If Netflix founder and CEO Reed Hastings gets his way, the streaming giant may soon become a bit more ruthless when it comes to canceling shows. While Netflix has heretofore been known for almost always renewing series for at least two seasons — the recent axing of The Get Down was the outlier — Hastings told CNBC on Wednesday that he thinks the service has had too many successful series of late. “Our hit ratio is way too high right now,” Hastings said. “So, we’ve canceled very few shows … I’m always pushing the content team: We have to take more risk; you have to try more crazy things. Because we should have a higher cancel rate overall.” It’s not that Hastings wants Netflix to purposely make shows that are unsuccessful, though. His logic: By taking big swings, “you get some winners that are just unbelievable winners, like 13 Reasons Why. It surprised us. It’s a great show, but we didn’t realize just how it would catch on.”

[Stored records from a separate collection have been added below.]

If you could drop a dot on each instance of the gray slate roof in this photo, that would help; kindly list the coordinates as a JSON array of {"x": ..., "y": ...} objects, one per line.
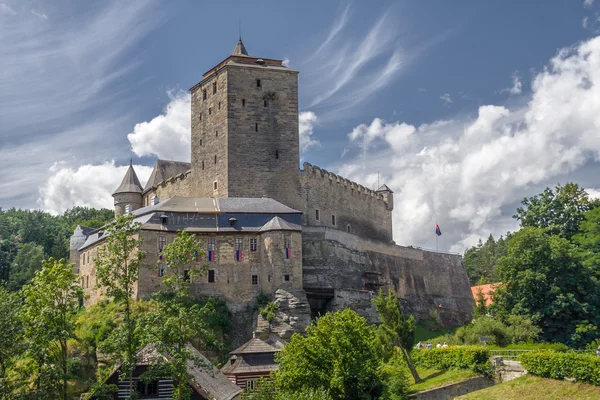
[
  {"x": 130, "y": 183},
  {"x": 164, "y": 169},
  {"x": 212, "y": 205},
  {"x": 206, "y": 379},
  {"x": 279, "y": 224}
]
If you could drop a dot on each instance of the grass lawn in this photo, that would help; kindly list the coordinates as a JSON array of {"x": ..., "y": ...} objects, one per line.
[
  {"x": 429, "y": 329},
  {"x": 433, "y": 378},
  {"x": 533, "y": 388}
]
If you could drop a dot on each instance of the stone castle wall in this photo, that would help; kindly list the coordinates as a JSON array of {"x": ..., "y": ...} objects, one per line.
[
  {"x": 350, "y": 269},
  {"x": 357, "y": 209}
]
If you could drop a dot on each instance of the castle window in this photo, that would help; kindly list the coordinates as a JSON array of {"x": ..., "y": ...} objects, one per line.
[{"x": 287, "y": 243}]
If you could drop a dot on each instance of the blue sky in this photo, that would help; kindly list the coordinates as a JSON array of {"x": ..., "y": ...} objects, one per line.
[{"x": 441, "y": 98}]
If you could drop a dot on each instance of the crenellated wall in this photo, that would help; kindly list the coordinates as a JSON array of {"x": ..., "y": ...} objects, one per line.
[{"x": 357, "y": 209}]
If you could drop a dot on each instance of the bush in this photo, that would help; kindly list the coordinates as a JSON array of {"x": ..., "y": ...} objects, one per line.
[
  {"x": 474, "y": 358},
  {"x": 550, "y": 364}
]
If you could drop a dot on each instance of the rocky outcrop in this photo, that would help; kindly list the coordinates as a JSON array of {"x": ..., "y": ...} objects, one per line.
[{"x": 292, "y": 315}]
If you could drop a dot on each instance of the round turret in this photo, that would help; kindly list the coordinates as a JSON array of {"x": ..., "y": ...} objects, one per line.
[{"x": 128, "y": 196}]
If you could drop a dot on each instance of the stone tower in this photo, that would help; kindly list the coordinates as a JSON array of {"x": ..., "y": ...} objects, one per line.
[
  {"x": 245, "y": 130},
  {"x": 128, "y": 196}
]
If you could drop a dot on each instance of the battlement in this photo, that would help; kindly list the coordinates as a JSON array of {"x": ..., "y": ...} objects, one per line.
[
  {"x": 355, "y": 188},
  {"x": 339, "y": 203}
]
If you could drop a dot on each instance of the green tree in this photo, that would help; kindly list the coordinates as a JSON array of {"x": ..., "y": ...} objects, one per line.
[
  {"x": 50, "y": 311},
  {"x": 338, "y": 355},
  {"x": 117, "y": 270},
  {"x": 179, "y": 320},
  {"x": 396, "y": 330},
  {"x": 543, "y": 279},
  {"x": 559, "y": 211},
  {"x": 28, "y": 260},
  {"x": 11, "y": 337}
]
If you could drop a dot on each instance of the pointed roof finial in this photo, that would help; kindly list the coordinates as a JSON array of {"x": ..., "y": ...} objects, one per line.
[{"x": 130, "y": 183}]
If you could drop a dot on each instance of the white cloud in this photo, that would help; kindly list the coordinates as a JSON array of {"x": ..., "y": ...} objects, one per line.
[
  {"x": 306, "y": 123},
  {"x": 166, "y": 136},
  {"x": 446, "y": 97},
  {"x": 517, "y": 86},
  {"x": 469, "y": 173},
  {"x": 87, "y": 185}
]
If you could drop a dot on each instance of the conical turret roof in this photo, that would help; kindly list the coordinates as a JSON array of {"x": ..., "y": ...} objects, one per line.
[
  {"x": 239, "y": 49},
  {"x": 130, "y": 183}
]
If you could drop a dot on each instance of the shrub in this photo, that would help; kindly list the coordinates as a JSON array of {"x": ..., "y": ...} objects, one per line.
[
  {"x": 474, "y": 358},
  {"x": 550, "y": 364}
]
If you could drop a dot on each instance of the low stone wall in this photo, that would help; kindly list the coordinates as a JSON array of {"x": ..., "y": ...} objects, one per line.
[{"x": 454, "y": 390}]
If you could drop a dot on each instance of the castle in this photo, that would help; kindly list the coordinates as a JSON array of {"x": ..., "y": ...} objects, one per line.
[{"x": 265, "y": 223}]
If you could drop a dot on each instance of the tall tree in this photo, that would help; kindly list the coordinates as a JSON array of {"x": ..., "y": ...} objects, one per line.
[
  {"x": 50, "y": 311},
  {"x": 11, "y": 337},
  {"x": 559, "y": 211},
  {"x": 543, "y": 277},
  {"x": 179, "y": 320},
  {"x": 117, "y": 270},
  {"x": 396, "y": 330},
  {"x": 338, "y": 355}
]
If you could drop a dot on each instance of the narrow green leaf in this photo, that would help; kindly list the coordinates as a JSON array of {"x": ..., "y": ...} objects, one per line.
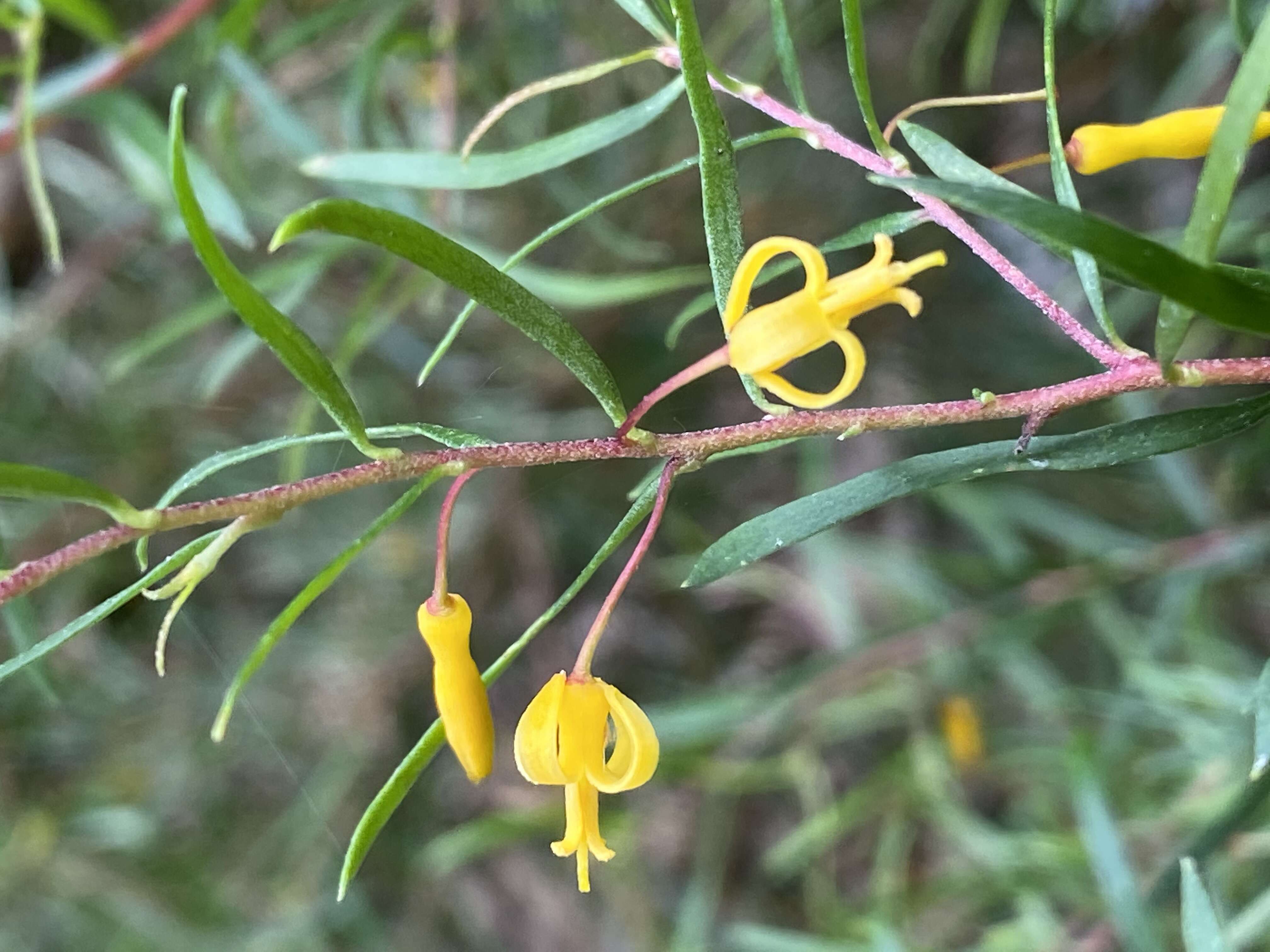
[
  {"x": 582, "y": 215},
  {"x": 295, "y": 348},
  {"x": 1202, "y": 932},
  {"x": 863, "y": 234},
  {"x": 1244, "y": 102},
  {"x": 858, "y": 65},
  {"x": 644, "y": 16},
  {"x": 393, "y": 792},
  {"x": 950, "y": 163},
  {"x": 323, "y": 581},
  {"x": 577, "y": 290},
  {"x": 281, "y": 277},
  {"x": 1127, "y": 257},
  {"x": 213, "y": 465},
  {"x": 1261, "y": 724},
  {"x": 449, "y": 171},
  {"x": 1089, "y": 450},
  {"x": 468, "y": 272},
  {"x": 88, "y": 18},
  {"x": 1065, "y": 190},
  {"x": 20, "y": 622},
  {"x": 93, "y": 616},
  {"x": 787, "y": 55},
  {"x": 981, "y": 45},
  {"x": 721, "y": 195},
  {"x": 139, "y": 141},
  {"x": 1116, "y": 879},
  {"x": 20, "y": 482}
]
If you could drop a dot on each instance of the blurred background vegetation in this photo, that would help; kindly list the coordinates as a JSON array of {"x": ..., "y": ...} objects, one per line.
[{"x": 1107, "y": 627}]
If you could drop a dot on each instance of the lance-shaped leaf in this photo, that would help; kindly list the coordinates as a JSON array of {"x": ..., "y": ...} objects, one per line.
[
  {"x": 1127, "y": 257},
  {"x": 470, "y": 273},
  {"x": 20, "y": 482},
  {"x": 450, "y": 171},
  {"x": 1090, "y": 450},
  {"x": 295, "y": 348},
  {"x": 317, "y": 586},
  {"x": 1245, "y": 99},
  {"x": 112, "y": 605},
  {"x": 1202, "y": 932}
]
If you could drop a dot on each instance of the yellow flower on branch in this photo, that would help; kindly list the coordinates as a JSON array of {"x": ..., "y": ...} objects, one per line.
[
  {"x": 963, "y": 732},
  {"x": 1184, "y": 134},
  {"x": 461, "y": 699},
  {"x": 562, "y": 739},
  {"x": 765, "y": 339}
]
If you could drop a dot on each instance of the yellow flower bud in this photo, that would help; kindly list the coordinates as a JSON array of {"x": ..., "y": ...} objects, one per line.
[
  {"x": 461, "y": 700},
  {"x": 561, "y": 739},
  {"x": 1184, "y": 134},
  {"x": 963, "y": 732},
  {"x": 768, "y": 338}
]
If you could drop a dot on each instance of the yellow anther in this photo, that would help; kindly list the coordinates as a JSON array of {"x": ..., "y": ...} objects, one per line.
[
  {"x": 461, "y": 700},
  {"x": 561, "y": 740},
  {"x": 1184, "y": 134},
  {"x": 768, "y": 338}
]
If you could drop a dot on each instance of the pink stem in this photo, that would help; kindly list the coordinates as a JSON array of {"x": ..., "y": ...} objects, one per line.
[
  {"x": 582, "y": 667},
  {"x": 710, "y": 362},
  {"x": 440, "y": 593},
  {"x": 941, "y": 214},
  {"x": 1123, "y": 379}
]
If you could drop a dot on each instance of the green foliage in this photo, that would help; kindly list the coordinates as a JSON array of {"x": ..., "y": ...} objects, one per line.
[
  {"x": 1222, "y": 167},
  {"x": 493, "y": 169},
  {"x": 294, "y": 348},
  {"x": 22, "y": 482},
  {"x": 468, "y": 272},
  {"x": 1114, "y": 445},
  {"x": 1221, "y": 294}
]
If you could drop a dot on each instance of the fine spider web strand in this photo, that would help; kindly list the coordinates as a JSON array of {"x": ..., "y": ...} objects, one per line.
[{"x": 253, "y": 715}]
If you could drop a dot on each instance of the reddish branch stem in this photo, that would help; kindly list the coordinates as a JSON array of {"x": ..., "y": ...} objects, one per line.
[
  {"x": 941, "y": 214},
  {"x": 117, "y": 65},
  {"x": 1130, "y": 376},
  {"x": 440, "y": 592},
  {"x": 582, "y": 667}
]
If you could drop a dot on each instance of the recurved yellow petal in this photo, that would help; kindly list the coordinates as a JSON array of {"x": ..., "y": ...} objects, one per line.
[{"x": 536, "y": 749}]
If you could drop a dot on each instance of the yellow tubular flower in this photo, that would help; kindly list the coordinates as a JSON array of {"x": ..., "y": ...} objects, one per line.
[
  {"x": 461, "y": 700},
  {"x": 562, "y": 739},
  {"x": 768, "y": 338},
  {"x": 963, "y": 730},
  {"x": 1185, "y": 134}
]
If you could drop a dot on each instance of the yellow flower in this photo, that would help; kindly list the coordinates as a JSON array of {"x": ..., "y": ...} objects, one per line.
[
  {"x": 562, "y": 739},
  {"x": 1185, "y": 134},
  {"x": 963, "y": 730},
  {"x": 768, "y": 338},
  {"x": 461, "y": 700}
]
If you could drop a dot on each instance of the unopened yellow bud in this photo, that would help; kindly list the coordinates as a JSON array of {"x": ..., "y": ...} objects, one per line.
[
  {"x": 1184, "y": 134},
  {"x": 461, "y": 699}
]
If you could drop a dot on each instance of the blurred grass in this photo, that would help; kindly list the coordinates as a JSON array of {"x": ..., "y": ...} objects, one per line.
[{"x": 806, "y": 799}]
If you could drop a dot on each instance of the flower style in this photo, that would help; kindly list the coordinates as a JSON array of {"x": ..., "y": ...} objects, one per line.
[
  {"x": 1184, "y": 134},
  {"x": 461, "y": 700},
  {"x": 562, "y": 739},
  {"x": 764, "y": 341}
]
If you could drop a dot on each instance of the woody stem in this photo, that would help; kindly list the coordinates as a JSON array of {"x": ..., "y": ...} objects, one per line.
[
  {"x": 710, "y": 362},
  {"x": 440, "y": 593},
  {"x": 582, "y": 667}
]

Not surprisingly, Hastings refused to get specific about just how many people have watched 13 Reasons: The network famously doesn’t release detailed viewership data. CNBC anchor Julia Boorstin nonetheless pushed Hastings to back up his claim of having too many hits, noting that it’s hard for those who cover the service to figure out what’s working and what’s not. And in a bit of a surprise, Hastings offered a hint about how Netflix now determines success or failure. “You can tell when we cancel a show,” he said, essentially admitting that how many people watch a Netflix series is part of the formula the streamer uses to determine renewals. While Netflix has previously suggested that keeping and increasing subscriber counts were its most important metrics, Hastings on Wednesday seemed to say eyeballs mattered. “It’s a mix [of viewing and subscriber growth],” he said. “Mostly, it is how many people watch. But those are very connected.”

During the CNBC interview, Hastings also:

— Said Netflix will keep increasing its total spending on content, beyond the $6 billion it’ll invest this year. With Amazon, Hulu, and others stepping up their programming efforts, Hastings said Netflix would increase its spending “a lot. As we grow the membership base, we want to grow the content budget. There are so many great shows we don’t have yet.”

— Refused to directly answer a question about whether Netflix might have to hike its prices anytime soon. When asked whether a hike was likely, Hastings demurred: “What we have done is kept our base price $7.99. It has been eight years. He have moved the HD and the upper tiers. But the base tier has stayed the same price for eight years.”

— Admitted Amazon’s push into TV is “scary,” even if not a major threat to Netflix. “They’re awfully scary, I would say,” Hastings said. “I don’t know if they are the biggest [threat], but they are awfully scary … Everything Amazon does is just so amazing. It’s like they are trying to repeal the basic laws of business … So we are continuing to watch them.” That said, Amazon is “helping to grow the industry because they are investing in the content.” Hastings said what Netflix won’t try to do is to move into multiple businesses the way Amazon has. “If we try to out-Amazon Amazon, then that’s a losing battle. So what we have to do is be the specialty play. We are trying to be Starbucks, and they are trying to be Walmart.”